Un mot écrit, non pas un proverbe chinois, mais une vérité manuscrite entremêlée d'un ensemble de messages de ses anciens coups de coeur de l’époque :

« Tu as constamment l’impression d’être le phare qui guide les hommes, mais de ne jamais être la destination. La vérité c’est que parfois les gens ne sont tout simplement pas prêts à être en relation avec la personne, c’est comme ça. Ils se mettent avec d’autres personnes, des fois c’est un bon choix, d’autres fois ils regrettent et reviennent.

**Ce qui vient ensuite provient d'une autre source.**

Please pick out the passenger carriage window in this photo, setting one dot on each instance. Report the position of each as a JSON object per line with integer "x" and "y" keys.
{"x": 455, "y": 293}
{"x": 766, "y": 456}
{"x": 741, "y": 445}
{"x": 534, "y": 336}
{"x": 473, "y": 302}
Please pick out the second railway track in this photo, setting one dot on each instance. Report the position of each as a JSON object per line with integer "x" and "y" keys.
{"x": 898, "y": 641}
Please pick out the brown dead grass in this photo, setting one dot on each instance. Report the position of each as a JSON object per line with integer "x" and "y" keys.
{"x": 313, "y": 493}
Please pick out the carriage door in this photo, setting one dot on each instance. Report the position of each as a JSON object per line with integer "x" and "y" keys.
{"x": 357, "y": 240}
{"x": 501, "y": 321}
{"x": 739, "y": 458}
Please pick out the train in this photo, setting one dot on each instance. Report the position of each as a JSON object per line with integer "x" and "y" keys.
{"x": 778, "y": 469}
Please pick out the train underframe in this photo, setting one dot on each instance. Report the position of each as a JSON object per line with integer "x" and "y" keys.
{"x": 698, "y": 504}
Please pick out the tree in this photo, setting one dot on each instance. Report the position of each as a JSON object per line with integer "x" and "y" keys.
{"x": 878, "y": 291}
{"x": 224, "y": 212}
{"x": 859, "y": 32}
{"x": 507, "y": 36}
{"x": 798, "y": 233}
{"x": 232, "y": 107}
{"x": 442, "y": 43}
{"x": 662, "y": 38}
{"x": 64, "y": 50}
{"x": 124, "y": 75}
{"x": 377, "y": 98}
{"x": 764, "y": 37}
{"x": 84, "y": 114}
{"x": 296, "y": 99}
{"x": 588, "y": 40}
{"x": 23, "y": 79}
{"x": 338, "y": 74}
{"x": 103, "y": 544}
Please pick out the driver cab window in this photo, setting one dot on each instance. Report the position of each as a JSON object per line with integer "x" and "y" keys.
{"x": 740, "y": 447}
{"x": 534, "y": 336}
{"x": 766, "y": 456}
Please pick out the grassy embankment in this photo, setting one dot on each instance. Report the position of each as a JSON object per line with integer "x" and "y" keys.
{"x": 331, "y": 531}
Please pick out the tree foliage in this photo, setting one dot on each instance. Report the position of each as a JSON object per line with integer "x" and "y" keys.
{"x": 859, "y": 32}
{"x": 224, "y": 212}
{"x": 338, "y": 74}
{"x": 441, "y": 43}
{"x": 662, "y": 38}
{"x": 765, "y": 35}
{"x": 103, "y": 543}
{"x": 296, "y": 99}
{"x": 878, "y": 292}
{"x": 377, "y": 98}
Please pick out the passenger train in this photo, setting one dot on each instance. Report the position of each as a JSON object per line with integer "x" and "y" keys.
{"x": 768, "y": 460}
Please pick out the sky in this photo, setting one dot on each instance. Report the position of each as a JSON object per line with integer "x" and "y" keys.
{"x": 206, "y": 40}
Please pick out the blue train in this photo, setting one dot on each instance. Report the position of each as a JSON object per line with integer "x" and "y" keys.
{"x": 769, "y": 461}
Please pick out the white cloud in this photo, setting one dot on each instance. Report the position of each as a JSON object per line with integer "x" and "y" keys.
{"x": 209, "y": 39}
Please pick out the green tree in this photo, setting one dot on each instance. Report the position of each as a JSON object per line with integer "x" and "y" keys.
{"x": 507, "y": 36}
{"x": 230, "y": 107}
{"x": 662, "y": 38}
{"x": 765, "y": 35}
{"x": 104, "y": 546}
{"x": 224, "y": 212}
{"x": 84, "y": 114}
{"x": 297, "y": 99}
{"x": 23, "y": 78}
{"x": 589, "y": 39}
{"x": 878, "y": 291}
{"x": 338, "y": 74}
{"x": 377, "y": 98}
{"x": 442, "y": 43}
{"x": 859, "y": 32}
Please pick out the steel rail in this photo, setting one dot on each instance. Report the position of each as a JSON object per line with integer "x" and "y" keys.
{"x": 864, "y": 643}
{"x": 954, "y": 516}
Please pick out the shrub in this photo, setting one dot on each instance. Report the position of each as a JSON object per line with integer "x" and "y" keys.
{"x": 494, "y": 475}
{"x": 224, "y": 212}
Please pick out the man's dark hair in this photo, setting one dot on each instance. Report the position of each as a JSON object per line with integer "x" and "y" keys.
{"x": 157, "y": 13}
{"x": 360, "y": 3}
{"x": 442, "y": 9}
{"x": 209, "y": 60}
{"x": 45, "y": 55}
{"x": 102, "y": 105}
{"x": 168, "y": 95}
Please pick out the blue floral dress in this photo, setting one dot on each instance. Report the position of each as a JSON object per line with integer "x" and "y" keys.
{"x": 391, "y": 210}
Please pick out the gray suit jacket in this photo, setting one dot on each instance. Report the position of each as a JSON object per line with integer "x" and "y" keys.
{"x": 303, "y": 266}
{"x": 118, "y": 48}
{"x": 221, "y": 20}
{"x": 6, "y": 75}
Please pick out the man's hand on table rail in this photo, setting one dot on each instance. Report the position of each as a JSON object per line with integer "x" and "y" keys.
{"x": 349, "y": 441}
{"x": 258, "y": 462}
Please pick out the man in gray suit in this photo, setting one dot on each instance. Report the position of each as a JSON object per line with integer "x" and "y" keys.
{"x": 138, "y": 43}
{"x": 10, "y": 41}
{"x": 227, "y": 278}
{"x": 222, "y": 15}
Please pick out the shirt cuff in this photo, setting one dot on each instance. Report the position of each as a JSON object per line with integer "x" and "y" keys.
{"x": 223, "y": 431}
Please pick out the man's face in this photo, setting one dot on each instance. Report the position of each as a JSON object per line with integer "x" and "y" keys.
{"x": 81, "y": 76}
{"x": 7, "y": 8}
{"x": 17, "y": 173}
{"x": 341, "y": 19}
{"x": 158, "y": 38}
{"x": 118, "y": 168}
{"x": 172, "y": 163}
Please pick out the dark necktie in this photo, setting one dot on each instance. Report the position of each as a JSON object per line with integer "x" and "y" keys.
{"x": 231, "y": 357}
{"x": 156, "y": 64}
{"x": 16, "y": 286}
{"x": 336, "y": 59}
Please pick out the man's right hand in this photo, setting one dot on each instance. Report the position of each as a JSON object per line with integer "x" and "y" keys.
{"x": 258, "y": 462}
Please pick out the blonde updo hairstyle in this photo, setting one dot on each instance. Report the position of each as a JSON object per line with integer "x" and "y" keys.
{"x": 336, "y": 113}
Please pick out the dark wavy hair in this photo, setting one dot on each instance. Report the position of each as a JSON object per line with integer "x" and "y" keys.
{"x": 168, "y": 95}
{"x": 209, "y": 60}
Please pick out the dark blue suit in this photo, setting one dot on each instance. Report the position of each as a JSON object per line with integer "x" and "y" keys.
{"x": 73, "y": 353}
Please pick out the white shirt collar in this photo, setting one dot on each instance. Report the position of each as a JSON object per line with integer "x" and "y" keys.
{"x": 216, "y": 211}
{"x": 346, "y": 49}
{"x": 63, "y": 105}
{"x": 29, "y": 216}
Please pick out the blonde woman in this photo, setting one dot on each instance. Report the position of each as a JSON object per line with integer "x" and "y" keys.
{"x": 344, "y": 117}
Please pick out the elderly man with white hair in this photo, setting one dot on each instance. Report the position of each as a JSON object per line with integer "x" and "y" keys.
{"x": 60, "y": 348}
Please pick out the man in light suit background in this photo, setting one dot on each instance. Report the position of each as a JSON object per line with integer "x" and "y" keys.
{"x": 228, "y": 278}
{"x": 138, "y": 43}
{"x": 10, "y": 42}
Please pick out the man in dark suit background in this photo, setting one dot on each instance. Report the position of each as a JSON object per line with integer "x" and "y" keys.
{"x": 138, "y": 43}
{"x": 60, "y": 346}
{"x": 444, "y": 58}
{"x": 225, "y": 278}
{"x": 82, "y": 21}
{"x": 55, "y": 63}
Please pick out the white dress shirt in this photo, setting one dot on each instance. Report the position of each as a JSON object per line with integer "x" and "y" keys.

Ce n’est pas de ta faute si les gens partent malgré toute l’attention que tu leur donnes.

Accepte simplement que chacun a ses propres démons à combattre. »

S’ensuit la longue liste de messages imprimés de ses réseaux sociaux.

Des « Je suis vraiment désolé de t’avoir blessée, pourquoi ne m’en avoir jamais dit un mot ? » et d’autres « Je suis vraiment désolé, je n’étais pas prêt à l’époque. » « Je suis là pour toi même si ça s’est terminé entre nous » « Tu mérites vraiment d’être heureuse ».

Elle lit attentivement et ne dit rien.

Son coeur est apaisé, ses larmes ont séché.

Elle se relève. Le boulanger l’enlace, lui répète encore quelques paroles réconfortantes.

Le nez enfoui dans la couverture brûlante qui lui sert de cocon, le menton posé sur l’épaule du boulanger, elle est bercée par les citations qu’il lui chante au creux de l’oreille pour qu’elle puisse enfin s’endormir.

« Hell is empty and all the devils are here.

— Ah ça, je connais c’est du William Shakespeare.

— Oui.. You need chaos in your soul to give birth to a dancing star.

— Nietzsche, dit-elle tout en bâillant.

What matters most is how well you walk trough the fire.

— Charles Bukowski.

Détruis-toi pour te connaître. Construis-toi pour te surprendre. L’important n’est pas d’être, mais de devenir.

— Kafka.

L’amour est une rose. Chaque pétale est une illusion. Chaque épine une réalité.

— Baudelaire...

La vérité, c’est qu’il y a une quantité incroyable de gouttes qui ne font pas déborder le vase.

— Romain Garry…

Sur ces derniers mots, un sommeil lourd s’empare d’elle immédiatement.

La boulangerie de l’univers a disparu.

Sans risquer de la réveiller, il la porte doucement sur son dos et marche du côté de Mars et Vénus avant d’atterrir sur la Terre.

En un éclair, il est déjà dans sa chambre. Il la dépose délicatement sur son lit.

Lentement, il commence à faire le chemin inverse. Il retourne du côté de Mars et Vénus, va jusqu’au fin fond de l’univers, marche le long de l’allée de la paix intérieure, tourne les talons au panneau-Stop et ouvre à nouveau la boutique.

Des hommes aux habits trempés de larmes et tremblotants de froids l’attendent en file indienne.